Tradução: «salt marsh»

Marinha? Salina? Hum...

 

      «A nossa rua, Summit Avenue, ficava, a nordeste da cidade, no cimo da colina local, uma elevação tão alta como qualquer outra de uma cidade portuária, que raramente sobe trinta metros acima do nível da marinha da maré, e a baía funda para leste do aeroporto que curva à volta dos tanques de petróleo da península de Bayonne, onde se junta à baá de Nova Iorque para passar pela Estátua da Liberdade e lançar-se no Atlântico» (A Conspiração contra a América, Philip Roth.
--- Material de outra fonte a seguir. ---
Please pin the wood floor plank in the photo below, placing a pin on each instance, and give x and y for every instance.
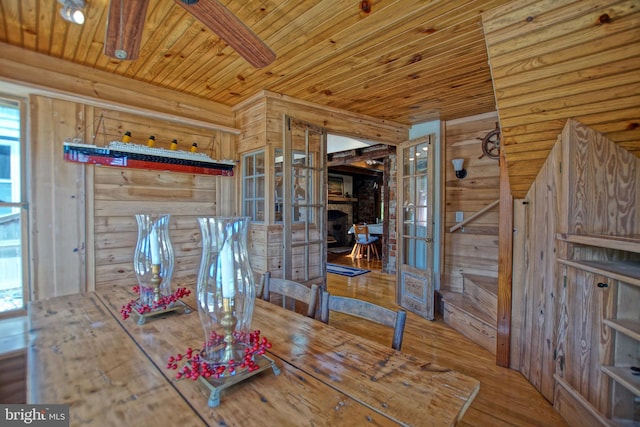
(506, 398)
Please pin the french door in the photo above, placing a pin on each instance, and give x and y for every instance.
(415, 226)
(13, 207)
(304, 202)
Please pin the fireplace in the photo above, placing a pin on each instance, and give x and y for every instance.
(339, 220)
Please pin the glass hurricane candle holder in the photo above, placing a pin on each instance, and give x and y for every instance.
(153, 258)
(225, 289)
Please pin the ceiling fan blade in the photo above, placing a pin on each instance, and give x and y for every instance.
(230, 29)
(124, 28)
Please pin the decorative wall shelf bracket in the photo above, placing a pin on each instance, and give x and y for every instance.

Tradução de Fernanda Pinto Rodrigues. Lisboa: Publicações Dom Quixote, 2005, p. 12).

      A pergunta é: o que significa «marinha da maré»? Alguém sabe? No original, está «above the level of the tidal salt marsh». Se se traduzir salt marsh por «marisma», que é o terreno alagadiço à beira-mar, que tem, portanto, marés, seria então «acima do nível da maré da marisma». Como o traduziram os nossos amigos Espanhóis? Assim: «treinta metros por encima de las salinas» (tradução de Jordi Fibla Feito). Em qualquer caso, se o tradutor não estranhou, o revisor tinha de estranhar.

 

[Texto 10 928]

«Renúncia quaresmal»

Não é esmola, é boa vontade

 

      «O arcebispo de Évora divulgou hoje que a renúncia quaresmal dos cristãos da arquidiocese vai destinar-se, em 2019, à Venezuela, país que vive atualmente uma crise humanitária» («Évora. Arcebispo destina renúncia quaresmal a “irmãos e irmãs da Venezuela”», Rosário Silva, Rádio Renascença, 1.03.2019, 12h05).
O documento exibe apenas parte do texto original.